Ultrafast dephasing of coherent optical phonons in atomically controlled GeTe/Sb$_{2}$Te$_{3}$ superlattices

TL;DR

This study investigates femtosecond dynamics of coherent optical phonons in GeTe/Sb$_{2}$Te$_{3}$ superlattices, revealing ultrafast dephasing mechanisms influenced by defect scattering and temperature effects.

Contribution

It provides new insights into phonon damping mechanisms in superlattices, highlighting the role of defects and temperature dependence in phonon coherence decay.

Findings

Coherent A$_{1}$ optical modes observed at 5.10 THz and 3.78 THz in as-grown SLs.

Only the 3.68 THz mode observed in annealed SLs.

Decay rate in annealed SLs is strongly temperature dependent, unlike in as-grown SLs.

Abstract

Femtosecond dynamics of coherent optical phonons in GeTe/Sb$_{2}$Te$_{3}$ superlattices (SLs), a new class of semiconductor SLs with three different states, have been investigated by using a reflection-type pump-probe technique at various lattice temperatures.
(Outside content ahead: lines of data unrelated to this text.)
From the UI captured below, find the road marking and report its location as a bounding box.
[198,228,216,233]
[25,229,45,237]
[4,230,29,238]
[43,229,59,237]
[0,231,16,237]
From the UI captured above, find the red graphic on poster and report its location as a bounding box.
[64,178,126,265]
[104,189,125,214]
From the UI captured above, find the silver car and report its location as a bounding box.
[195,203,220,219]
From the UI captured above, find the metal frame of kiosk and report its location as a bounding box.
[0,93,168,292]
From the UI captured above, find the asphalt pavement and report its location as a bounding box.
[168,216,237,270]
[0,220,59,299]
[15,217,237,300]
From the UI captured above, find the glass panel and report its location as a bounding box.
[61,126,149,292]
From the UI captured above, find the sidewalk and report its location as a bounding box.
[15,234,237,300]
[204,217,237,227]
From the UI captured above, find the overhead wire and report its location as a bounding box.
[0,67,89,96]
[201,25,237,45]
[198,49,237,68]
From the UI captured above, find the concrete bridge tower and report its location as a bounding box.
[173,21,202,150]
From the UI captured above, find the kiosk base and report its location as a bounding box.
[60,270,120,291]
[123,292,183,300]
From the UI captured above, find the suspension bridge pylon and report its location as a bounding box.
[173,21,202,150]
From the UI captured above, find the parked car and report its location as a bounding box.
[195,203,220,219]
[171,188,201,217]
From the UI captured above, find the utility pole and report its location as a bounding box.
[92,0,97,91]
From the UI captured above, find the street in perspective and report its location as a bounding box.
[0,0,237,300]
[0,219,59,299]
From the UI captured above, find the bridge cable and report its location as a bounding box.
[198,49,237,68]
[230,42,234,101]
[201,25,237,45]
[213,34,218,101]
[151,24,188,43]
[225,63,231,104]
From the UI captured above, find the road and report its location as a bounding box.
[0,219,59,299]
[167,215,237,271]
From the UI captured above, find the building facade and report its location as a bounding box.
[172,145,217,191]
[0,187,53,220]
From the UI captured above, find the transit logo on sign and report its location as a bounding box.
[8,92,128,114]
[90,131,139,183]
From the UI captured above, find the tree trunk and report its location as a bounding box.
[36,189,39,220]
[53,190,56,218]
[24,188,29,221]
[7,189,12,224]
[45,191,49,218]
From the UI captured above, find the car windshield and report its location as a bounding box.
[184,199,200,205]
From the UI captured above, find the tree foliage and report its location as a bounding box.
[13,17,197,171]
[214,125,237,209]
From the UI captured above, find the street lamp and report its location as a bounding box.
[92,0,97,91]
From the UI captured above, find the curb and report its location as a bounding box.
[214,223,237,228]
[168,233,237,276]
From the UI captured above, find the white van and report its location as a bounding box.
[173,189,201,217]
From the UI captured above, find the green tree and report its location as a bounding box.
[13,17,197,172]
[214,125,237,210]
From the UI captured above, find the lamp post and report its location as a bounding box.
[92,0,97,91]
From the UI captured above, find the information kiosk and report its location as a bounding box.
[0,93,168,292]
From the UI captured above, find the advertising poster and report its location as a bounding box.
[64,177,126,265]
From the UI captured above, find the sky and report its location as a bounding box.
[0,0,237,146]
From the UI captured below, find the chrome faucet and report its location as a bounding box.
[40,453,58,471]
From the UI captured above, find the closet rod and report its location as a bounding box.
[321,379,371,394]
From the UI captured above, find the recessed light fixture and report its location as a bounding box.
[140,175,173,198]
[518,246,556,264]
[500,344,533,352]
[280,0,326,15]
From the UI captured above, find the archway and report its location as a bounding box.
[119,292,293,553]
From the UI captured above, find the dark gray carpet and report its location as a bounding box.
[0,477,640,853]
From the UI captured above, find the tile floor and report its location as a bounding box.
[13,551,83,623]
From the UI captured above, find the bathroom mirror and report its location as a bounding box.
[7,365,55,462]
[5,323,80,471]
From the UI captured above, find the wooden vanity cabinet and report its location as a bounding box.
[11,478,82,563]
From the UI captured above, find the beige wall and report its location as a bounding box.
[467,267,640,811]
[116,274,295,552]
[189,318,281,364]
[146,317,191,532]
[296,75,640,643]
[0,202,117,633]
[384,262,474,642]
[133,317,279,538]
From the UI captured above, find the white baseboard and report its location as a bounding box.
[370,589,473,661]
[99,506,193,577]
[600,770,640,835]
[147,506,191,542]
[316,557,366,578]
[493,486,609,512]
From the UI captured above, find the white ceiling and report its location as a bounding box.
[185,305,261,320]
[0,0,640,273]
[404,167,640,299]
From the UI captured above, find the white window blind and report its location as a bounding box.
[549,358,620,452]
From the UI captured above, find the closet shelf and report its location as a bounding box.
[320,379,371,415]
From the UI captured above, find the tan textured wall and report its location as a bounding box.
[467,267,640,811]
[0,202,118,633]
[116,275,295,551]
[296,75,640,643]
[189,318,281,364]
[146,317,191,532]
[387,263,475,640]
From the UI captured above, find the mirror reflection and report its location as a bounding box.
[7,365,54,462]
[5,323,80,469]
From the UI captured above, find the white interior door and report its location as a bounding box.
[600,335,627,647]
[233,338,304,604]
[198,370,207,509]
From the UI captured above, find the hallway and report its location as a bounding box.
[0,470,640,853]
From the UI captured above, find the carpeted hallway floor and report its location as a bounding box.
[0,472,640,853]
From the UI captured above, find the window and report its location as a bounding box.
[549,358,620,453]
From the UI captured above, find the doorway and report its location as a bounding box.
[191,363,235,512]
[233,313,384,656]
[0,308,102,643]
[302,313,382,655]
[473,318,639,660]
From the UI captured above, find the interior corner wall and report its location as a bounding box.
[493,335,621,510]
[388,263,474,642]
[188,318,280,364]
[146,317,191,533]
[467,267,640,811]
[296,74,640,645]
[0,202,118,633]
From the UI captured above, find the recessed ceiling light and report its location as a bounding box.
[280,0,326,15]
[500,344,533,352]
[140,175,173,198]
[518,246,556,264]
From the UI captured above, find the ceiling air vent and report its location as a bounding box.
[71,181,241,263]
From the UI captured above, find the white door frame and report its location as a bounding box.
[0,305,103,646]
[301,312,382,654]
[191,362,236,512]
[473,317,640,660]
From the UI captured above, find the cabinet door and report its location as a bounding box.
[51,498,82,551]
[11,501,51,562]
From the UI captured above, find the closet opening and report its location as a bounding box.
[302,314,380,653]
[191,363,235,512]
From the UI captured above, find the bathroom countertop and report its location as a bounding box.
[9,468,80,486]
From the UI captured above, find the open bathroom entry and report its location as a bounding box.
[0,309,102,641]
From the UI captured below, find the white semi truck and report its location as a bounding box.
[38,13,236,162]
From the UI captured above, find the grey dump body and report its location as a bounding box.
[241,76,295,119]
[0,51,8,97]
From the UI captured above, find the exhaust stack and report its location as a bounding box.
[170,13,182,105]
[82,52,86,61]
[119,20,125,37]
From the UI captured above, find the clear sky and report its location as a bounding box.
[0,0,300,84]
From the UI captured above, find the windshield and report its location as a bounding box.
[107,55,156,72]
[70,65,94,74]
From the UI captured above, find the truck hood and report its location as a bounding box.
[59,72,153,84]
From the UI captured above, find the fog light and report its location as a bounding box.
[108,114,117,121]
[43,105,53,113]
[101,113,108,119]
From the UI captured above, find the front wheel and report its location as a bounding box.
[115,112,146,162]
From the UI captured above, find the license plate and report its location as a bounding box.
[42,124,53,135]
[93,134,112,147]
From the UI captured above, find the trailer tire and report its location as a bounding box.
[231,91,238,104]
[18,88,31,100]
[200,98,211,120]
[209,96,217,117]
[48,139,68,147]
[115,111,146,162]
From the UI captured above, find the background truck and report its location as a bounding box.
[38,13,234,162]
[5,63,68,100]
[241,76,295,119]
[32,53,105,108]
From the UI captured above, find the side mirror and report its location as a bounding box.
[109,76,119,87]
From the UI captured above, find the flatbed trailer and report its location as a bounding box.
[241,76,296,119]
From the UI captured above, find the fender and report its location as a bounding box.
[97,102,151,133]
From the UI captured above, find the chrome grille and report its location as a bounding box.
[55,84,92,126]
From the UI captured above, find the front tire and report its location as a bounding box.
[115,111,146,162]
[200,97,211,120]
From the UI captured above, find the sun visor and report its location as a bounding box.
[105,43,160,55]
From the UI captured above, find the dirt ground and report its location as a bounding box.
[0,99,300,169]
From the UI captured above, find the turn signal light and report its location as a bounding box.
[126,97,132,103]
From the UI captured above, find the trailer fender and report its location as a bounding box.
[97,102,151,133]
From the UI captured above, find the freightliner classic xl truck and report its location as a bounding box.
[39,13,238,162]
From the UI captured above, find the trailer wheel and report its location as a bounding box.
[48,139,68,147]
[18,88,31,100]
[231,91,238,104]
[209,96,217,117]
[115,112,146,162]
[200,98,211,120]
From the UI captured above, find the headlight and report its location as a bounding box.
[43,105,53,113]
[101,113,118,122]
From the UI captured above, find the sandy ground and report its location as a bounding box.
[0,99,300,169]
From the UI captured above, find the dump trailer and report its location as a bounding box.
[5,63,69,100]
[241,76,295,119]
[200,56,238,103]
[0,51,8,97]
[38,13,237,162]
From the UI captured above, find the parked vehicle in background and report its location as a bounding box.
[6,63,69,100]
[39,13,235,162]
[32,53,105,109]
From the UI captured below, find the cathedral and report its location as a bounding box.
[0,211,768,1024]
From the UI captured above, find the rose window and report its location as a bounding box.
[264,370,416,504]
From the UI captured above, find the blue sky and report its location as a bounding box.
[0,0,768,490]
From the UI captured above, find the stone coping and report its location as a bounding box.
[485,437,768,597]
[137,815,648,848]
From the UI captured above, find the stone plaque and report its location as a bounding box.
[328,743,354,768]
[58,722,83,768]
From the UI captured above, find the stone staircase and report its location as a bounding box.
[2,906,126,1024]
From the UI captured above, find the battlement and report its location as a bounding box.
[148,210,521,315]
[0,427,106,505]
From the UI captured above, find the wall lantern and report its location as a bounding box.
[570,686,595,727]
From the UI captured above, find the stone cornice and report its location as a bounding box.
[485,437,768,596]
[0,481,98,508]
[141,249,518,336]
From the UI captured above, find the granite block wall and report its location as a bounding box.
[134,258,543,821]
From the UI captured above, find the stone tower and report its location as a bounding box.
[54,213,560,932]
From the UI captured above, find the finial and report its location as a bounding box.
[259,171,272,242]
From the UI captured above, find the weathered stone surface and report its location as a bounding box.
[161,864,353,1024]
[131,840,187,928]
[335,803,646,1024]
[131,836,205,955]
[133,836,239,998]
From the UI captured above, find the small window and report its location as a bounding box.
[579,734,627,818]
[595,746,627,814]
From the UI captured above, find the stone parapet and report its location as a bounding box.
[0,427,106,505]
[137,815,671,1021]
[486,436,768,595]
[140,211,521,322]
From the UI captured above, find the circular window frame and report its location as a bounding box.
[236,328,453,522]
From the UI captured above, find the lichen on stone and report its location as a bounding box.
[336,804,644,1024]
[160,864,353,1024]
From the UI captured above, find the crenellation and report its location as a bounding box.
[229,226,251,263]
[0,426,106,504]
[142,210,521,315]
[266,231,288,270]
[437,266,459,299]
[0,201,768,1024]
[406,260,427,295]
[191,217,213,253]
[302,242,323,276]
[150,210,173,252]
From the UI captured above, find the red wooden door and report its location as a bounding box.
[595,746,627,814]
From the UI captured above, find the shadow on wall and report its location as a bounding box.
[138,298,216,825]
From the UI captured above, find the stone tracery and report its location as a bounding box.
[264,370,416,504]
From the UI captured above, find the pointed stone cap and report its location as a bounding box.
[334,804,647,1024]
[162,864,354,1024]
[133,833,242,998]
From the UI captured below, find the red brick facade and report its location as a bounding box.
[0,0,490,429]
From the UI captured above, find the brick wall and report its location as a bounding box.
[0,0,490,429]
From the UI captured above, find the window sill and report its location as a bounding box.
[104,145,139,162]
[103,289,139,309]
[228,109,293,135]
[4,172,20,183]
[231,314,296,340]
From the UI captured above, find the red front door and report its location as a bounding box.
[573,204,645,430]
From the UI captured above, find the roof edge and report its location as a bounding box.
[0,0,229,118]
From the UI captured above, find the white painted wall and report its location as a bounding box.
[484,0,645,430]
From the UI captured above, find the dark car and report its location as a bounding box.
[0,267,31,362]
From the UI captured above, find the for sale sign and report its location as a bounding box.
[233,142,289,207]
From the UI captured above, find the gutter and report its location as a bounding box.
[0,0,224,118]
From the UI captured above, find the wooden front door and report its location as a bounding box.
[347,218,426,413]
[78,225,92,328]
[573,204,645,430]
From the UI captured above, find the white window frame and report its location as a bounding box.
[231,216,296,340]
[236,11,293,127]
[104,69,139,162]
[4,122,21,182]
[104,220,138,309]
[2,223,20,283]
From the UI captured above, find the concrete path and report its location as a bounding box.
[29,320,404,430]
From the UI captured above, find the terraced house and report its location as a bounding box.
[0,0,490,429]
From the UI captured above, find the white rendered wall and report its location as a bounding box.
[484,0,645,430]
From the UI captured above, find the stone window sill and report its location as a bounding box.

The time-resolved transient reflectivity (TR) obtained in as-grown SLs exhibits the coherent A$_{1}$ optical modes at 5.10 THz and 3.78 THz, while only the single A$_{1}$ mode at 3.68 THz is observed in annealed SLs. The decay rate of the A$_{1}$ mode in annealed SLs is strongly temperature dependent, while that in as-grown SLs is not temperature dependent. This result indicates that the damping of the coherent A$_{1}$ phonons in amorphous SLs is governed by the phonon-defect (vacancy) scattering rather than the anharmonic phonon-phonon coupling.